Two independent firms would increase client prospects, confirm Jose LongreeJose Longree, Head of Managed Services Leader EY Luxembourg. Currently, the firm cannot perform a number of tasks, such as recurring services and secondments, for audit clients. This rule would disappear if the split took place.

The newly freed services company would be able to enter into deeper alliances with technology companies, which would expand professional development opportunities for EY staff, according to Adriana Boixados PrioAdriana Boixados Prio, responsible for human resources of the firm. The consulting company resulting from the split could make “acquisitions more easily”, adds José Longrée. Two separate companies will have “more success” in recruiting young graduates and experienced staff, notes Olivier Coekelbergs.

About 1,000 current employees of EY Luxembourg would remain in the audit company, and around 800 in the consulting company, underlines Olivier Coekelbergs.

Adriana Boixados Prio met before the company will eventually hire more staff to “duplicate” centralized service and support roles, such as finance, HR and marketing.

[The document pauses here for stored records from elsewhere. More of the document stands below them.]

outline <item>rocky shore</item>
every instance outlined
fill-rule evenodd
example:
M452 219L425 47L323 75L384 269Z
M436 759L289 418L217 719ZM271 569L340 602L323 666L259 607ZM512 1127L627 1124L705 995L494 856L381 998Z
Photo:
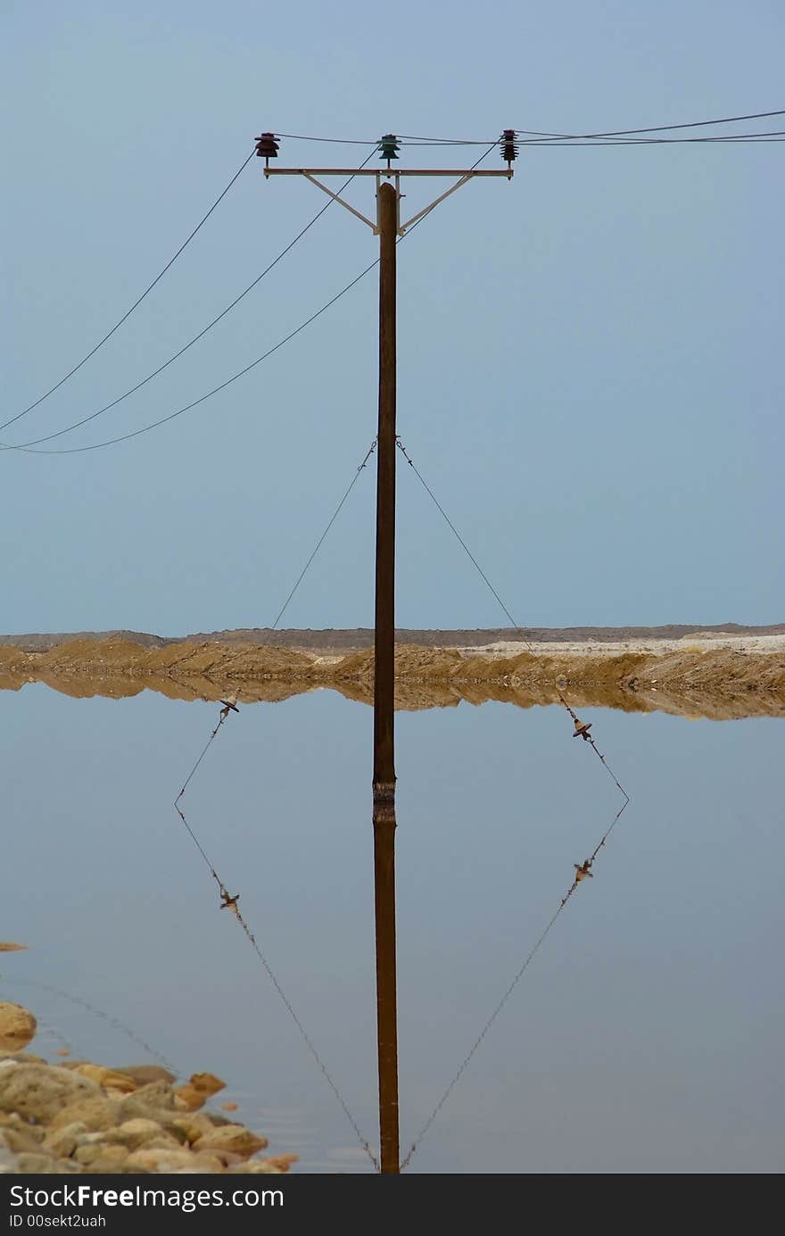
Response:
M0 1001L0 1173L274 1175L297 1161L261 1157L266 1137L205 1107L225 1085L211 1073L178 1083L157 1064L53 1064L25 1051L36 1028Z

Olivier Coekelbergs estimates that more than 30% additional staff could eventually be hired.

Also during this same press briefing, Olivier Coekelbergs declared that between a third and a half of the current income would be allocated to a separate consulting activity.

Decision in the first quarter of 2023

EY’s partners in each country, including the 65 partners in Luxembourg, will vote on the split in the coming months, “at some point during the first quarter”. However, the partners will “discuss internally” before the vote, in order to reach “a common decision” before the official ballot.

From the internal conversations ignored so far, Olivier Coekelbergs concluded that “everyone is convinced that this is the right thing to do”.